Pour faire place à un projet de résidences pour personnages âgées, la municipalité de Sainte-Marie en Beauce vient d’accorder à un promoteur local le droit de démolir, au coeur de son centre-ville, l’ancien Château Beauce, une imposante résidence centenaire dessinée par un des architectes québécois parmi les plus importants.

« C’est sûr que de voir ce bâtiment disparaître, ça fait de quoi à tout le monde », dit en entrevue au Devoir le maire Gaétan Vachon, qui est aussi préfet de la MRC de La Nouvelle-Beauce. « Ça a de l’histoire. Mais un moment donné, faut avancer. » Même s’il indique avoir reçu des manifestations d’inquiétude d’un peu partout en réaction à ce permis de démolition, le maire ne se démonte pas. « Je reçois plein d’appels en même temps de gens qui ne sont même pas d’ici ! J’ai même eu un appel de quelqu’un des États-Unis. Un moment donné, les gens qui ne sont pas d’ici, je ne vois pas en quoi ça les concerne.
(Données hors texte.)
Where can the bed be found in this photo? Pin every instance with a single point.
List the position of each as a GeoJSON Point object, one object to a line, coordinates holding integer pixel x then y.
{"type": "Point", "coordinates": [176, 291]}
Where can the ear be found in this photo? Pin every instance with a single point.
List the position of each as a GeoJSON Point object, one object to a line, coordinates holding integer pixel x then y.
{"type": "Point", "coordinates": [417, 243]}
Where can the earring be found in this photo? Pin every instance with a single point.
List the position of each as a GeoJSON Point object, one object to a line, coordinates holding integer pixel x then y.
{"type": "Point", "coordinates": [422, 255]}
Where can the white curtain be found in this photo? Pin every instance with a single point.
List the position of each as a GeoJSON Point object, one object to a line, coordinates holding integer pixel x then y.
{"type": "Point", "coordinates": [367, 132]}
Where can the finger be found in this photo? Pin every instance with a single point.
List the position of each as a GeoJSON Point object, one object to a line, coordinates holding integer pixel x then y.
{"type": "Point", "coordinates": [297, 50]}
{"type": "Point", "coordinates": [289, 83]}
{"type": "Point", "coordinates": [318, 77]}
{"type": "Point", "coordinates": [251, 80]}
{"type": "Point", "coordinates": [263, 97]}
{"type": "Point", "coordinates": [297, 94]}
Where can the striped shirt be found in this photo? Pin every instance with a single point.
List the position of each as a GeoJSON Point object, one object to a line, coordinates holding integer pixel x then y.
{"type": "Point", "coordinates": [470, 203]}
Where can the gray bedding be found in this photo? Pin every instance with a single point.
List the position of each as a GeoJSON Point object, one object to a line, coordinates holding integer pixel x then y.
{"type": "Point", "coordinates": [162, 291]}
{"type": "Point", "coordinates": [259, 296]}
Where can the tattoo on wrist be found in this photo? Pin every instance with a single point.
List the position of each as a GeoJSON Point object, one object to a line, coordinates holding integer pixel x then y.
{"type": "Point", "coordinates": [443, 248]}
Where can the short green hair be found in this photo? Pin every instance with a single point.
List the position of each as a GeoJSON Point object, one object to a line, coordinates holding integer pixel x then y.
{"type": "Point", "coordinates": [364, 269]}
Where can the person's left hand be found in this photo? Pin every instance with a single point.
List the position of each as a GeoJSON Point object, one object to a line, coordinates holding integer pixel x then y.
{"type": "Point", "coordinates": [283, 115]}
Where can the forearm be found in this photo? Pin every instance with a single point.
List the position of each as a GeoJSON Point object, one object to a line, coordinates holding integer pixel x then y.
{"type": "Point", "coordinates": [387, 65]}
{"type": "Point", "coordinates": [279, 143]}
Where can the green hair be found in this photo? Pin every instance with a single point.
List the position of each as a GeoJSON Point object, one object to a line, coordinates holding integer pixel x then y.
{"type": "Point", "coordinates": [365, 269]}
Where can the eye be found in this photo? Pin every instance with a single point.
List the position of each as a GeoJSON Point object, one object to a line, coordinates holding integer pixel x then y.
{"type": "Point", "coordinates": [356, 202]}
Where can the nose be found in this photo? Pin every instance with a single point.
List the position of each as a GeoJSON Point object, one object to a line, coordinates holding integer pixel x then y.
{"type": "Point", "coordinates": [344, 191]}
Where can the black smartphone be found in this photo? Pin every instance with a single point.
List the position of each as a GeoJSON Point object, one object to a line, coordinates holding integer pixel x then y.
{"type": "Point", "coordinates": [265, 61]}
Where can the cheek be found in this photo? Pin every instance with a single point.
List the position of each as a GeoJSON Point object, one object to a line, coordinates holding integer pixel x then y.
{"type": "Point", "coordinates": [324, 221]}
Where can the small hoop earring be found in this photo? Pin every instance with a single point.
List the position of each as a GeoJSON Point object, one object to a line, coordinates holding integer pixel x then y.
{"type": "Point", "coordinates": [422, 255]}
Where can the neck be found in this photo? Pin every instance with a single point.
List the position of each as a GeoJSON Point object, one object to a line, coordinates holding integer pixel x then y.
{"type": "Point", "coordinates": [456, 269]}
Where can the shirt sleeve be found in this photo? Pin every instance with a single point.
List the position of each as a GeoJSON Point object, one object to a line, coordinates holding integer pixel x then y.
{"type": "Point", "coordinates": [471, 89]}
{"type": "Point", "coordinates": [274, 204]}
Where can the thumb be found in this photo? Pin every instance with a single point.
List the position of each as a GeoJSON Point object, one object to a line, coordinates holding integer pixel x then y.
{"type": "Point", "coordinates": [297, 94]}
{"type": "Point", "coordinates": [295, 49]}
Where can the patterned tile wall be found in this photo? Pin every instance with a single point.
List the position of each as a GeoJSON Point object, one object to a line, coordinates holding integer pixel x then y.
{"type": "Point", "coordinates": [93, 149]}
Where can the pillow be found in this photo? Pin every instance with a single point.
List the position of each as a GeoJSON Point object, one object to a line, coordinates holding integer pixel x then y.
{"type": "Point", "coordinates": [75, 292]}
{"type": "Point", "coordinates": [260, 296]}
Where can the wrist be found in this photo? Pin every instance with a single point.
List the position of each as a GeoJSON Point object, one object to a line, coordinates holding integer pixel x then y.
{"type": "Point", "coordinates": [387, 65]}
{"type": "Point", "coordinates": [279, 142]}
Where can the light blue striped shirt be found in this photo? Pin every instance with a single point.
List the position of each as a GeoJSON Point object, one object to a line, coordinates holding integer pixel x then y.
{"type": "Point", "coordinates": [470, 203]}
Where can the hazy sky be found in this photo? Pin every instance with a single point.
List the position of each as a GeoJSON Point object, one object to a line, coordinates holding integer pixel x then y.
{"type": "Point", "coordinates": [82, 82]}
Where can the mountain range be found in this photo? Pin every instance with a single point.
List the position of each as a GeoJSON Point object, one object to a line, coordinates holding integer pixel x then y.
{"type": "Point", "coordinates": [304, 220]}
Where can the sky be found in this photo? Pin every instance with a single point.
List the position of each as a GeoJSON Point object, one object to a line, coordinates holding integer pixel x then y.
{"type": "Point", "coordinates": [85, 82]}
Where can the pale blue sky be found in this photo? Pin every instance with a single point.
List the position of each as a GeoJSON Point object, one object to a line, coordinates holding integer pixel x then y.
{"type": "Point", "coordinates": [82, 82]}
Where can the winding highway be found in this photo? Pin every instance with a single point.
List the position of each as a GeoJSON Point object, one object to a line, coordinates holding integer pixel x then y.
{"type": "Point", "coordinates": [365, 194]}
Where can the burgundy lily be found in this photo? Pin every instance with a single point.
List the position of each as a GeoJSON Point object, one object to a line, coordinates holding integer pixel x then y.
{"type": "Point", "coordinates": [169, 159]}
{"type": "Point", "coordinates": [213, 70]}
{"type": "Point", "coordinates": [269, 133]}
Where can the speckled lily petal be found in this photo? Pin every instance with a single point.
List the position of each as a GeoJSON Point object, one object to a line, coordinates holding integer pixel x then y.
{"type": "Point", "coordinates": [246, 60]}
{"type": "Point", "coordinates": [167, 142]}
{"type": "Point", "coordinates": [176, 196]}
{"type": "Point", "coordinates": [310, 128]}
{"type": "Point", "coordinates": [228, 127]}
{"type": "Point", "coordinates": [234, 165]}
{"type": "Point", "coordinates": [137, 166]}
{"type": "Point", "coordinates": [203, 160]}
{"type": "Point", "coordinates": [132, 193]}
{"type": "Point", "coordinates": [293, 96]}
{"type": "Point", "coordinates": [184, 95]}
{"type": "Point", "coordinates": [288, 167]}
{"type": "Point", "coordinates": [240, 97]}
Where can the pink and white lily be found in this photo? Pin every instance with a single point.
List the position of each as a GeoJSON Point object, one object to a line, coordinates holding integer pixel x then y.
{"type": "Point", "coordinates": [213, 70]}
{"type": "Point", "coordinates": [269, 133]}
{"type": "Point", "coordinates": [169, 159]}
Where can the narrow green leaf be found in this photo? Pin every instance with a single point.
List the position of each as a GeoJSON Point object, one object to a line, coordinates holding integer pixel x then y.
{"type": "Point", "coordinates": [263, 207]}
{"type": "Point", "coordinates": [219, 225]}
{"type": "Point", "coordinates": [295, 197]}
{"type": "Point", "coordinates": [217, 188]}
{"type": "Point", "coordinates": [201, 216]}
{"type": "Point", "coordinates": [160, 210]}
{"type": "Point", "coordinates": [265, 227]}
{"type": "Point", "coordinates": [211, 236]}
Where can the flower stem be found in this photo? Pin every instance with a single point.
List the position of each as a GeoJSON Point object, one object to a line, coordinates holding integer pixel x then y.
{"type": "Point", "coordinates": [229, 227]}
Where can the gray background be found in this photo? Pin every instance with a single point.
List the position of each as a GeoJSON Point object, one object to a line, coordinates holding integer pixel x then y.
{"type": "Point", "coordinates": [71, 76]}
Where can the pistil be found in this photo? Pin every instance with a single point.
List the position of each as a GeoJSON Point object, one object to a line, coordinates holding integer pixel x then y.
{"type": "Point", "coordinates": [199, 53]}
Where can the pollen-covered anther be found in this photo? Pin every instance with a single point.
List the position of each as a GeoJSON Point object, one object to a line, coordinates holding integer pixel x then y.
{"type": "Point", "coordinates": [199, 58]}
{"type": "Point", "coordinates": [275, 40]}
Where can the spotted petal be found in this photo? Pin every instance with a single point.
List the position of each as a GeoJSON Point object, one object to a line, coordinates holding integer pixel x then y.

Je ne dis pas ça pour vous. »

Un avocat, Charles Breton-Demeule, et un urbaniste, Guillaume St-Jean, ont alerté la ministre de la Culture et des Communications pour qu’elle annule la décision du conseil municipal de Sainte-Marie.

« Comment une démolition pareille peut-elle être autorisée ? » se demande Philippe Gobeil, professeur d’histoire et de théâtre qui habite la municipalité. « Ça aurait pris une séance exceptionnelle du conseil. Les citoyens n’ont pas été informés. C’est passé en douce entre d’autres affaires. »

Breton-Demeule dénonce que la municipalité autorise cette destruction sur la base du seul intérêt économique du promoteur, selon des considérations tout à fait étrangères à la protection du patrimoine commun. La maison, observe encore ce spécialiste, présente pourtant un grand intérêt national. La ville de Sainte-Marie, sur son site Internet, consacre une longue description à cette demeure au chapitre des bâtiments patrimoniaux, tout en notant son excellent état. La demeure fait aussi partie du circuit patrimonial de la région.

La maison n’est pourtant pas banale. Dans un mémoire de l’Université Concordia signé par l’historienne de l’art Johanne Pérusse, on apprend que cette résidence d’inspiration néo-Tudor, rare en son genre hors des grands centres urbains, constitue une des premières, sinon la toute première réalisation de l’architecte Jean-Omer Marchand au Québec. Marchand est alors le seul architecte canadien diplômé de l’École nationale supérieure des beaux-arts de Paris. Au Canada, on lui doit plusieurs constructions publiques importantes, dont la chapelle du Grand Séminaire de Montréal, la prison de Bordeaux, l’édifice de la Cour municipale de Montréal et l’imposante résidence du financier Rodolphe Forget, aujourd’hui le consulat de Russie. Très prisé, considéré comme l’un des architectes canadiens les plus novateurs du début du XXe siècle, il a même contribué à la conception de l’édifice central du parlement fédéral à Ottawa.

À l’intérieur, le corridor est coupé d’arcs en plâtre savamment travaillés. Très moderne dans son confort, la maison comporte quatre salles de bains complètes au premier étage, luxe exceptionnel pour une résidence québécoise du temps. Un splendide escalier de bois permet d’accéder au deuxième étage, baigné par la lumière filtrée par les verres colorés de vitraux de fenêtres à meneaux. Une tour ornée de mâchicoulis et crénelée, surmontée d’une tourelle, offre un belvédère. De ce style propre aux grandes demeures de la bourgeoisie anglophone, des notables canadiens-français firent un reflet de leur propre succès social.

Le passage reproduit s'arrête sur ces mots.